The exact spot at which the coastline north from Aberdeen turns to run west towards Inverness is debatable. But one contender must certainly be Cairnbulg Point, two miles east of Fraserburgh and immediately to the north west of the village of Cairnbulg and its eastern neighbour, Inverallochy.
Cairnbulg Castle, to the south west of the village, can trace its origins back to the 1200s and fishing communities were well established on this coastline by the 1500s. In the 1850s a visitor noted that the villages on the coast were little more than collections of huts next to which fishing boats were dragged out of reach of the tide.
The 1860s brought cholera to the area. The inadequate housing made the epidemic worse and it was later cleared away to make room for planned fishing villages at Inverallochy and Cairnbulg and, a mile or so down the coast, at St Combs.
The much larger new villages were needed to cope with the boom in the herring fisheries, and by the 1880s well over 200 fishing boats operated from these two villages. The settlements were built as fisher cottages set in rows, gable end to the sea to minimise the effect of storms. The spaces between them were used to shelter the boats dragged up out of the water.

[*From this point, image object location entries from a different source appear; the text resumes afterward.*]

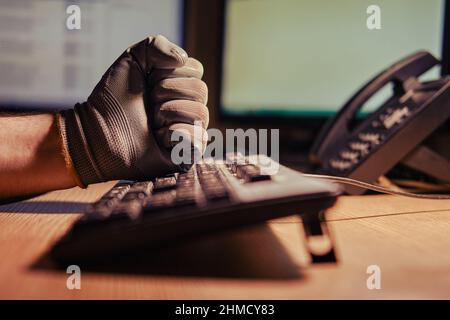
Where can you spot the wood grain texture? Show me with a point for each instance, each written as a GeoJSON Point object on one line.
{"type": "Point", "coordinates": [407, 238]}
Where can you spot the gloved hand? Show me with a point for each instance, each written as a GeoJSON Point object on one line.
{"type": "Point", "coordinates": [123, 130]}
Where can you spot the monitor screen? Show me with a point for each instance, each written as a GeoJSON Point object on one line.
{"type": "Point", "coordinates": [306, 58]}
{"type": "Point", "coordinates": [44, 64]}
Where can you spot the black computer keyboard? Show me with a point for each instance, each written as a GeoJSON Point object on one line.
{"type": "Point", "coordinates": [212, 195]}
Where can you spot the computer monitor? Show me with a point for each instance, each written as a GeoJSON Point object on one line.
{"type": "Point", "coordinates": [302, 59]}
{"type": "Point", "coordinates": [43, 64]}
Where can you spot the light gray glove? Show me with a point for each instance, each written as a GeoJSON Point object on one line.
{"type": "Point", "coordinates": [123, 130]}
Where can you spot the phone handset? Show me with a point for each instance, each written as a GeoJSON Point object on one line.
{"type": "Point", "coordinates": [402, 74]}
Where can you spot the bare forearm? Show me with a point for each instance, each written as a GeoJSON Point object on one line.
{"type": "Point", "coordinates": [31, 160]}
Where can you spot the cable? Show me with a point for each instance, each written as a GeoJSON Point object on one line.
{"type": "Point", "coordinates": [365, 185]}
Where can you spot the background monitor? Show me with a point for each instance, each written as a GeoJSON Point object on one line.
{"type": "Point", "coordinates": [43, 64]}
{"type": "Point", "coordinates": [302, 58]}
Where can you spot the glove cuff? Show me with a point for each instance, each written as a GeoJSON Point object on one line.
{"type": "Point", "coordinates": [77, 153]}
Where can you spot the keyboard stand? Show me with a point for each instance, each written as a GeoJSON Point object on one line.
{"type": "Point", "coordinates": [318, 239]}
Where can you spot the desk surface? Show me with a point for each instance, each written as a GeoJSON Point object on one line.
{"type": "Point", "coordinates": [408, 239]}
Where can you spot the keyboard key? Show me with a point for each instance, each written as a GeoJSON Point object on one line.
{"type": "Point", "coordinates": [251, 173]}
{"type": "Point", "coordinates": [160, 200]}
{"type": "Point", "coordinates": [144, 186]}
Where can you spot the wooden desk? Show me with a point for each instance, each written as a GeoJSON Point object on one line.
{"type": "Point", "coordinates": [408, 239]}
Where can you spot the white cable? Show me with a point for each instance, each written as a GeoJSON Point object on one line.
{"type": "Point", "coordinates": [365, 185]}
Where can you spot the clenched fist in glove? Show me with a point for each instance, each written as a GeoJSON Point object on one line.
{"type": "Point", "coordinates": [123, 130]}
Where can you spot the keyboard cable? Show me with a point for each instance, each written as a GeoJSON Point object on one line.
{"type": "Point", "coordinates": [373, 187]}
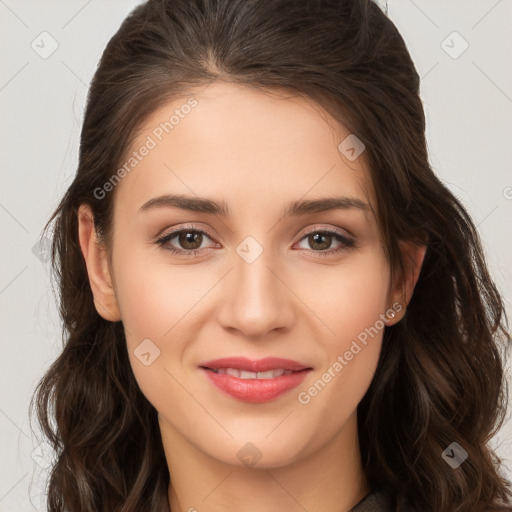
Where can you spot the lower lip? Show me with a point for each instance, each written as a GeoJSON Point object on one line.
{"type": "Point", "coordinates": [255, 390]}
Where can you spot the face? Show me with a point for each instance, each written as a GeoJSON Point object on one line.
{"type": "Point", "coordinates": [256, 278]}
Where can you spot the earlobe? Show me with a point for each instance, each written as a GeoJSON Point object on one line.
{"type": "Point", "coordinates": [95, 256]}
{"type": "Point", "coordinates": [412, 256]}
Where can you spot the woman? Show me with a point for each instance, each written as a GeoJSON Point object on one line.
{"type": "Point", "coordinates": [270, 300]}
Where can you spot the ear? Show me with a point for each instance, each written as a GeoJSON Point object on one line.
{"type": "Point", "coordinates": [95, 255]}
{"type": "Point", "coordinates": [403, 288]}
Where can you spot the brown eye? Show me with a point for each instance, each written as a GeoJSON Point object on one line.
{"type": "Point", "coordinates": [320, 242]}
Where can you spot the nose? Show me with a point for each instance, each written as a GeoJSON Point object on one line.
{"type": "Point", "coordinates": [256, 298]}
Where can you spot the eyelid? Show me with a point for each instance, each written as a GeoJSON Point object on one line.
{"type": "Point", "coordinates": [166, 237]}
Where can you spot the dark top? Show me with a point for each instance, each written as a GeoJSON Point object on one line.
{"type": "Point", "coordinates": [377, 501]}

Today the houses remain but most of the boats have gone. Some leisure craft use the tidal harbour at West Haven half a mile to the west of the village and overlooking Fraserburgh Bay. But by the end of the 1800s most fishing activity had moved to Fraserburgh's much more sheltered harbour. Getting the fishermen from their homes in St Combs, Cairnbulg and Inverallochy to Fraserburgh presented a problem that was solved by the building of a light railway linking the three in 1903.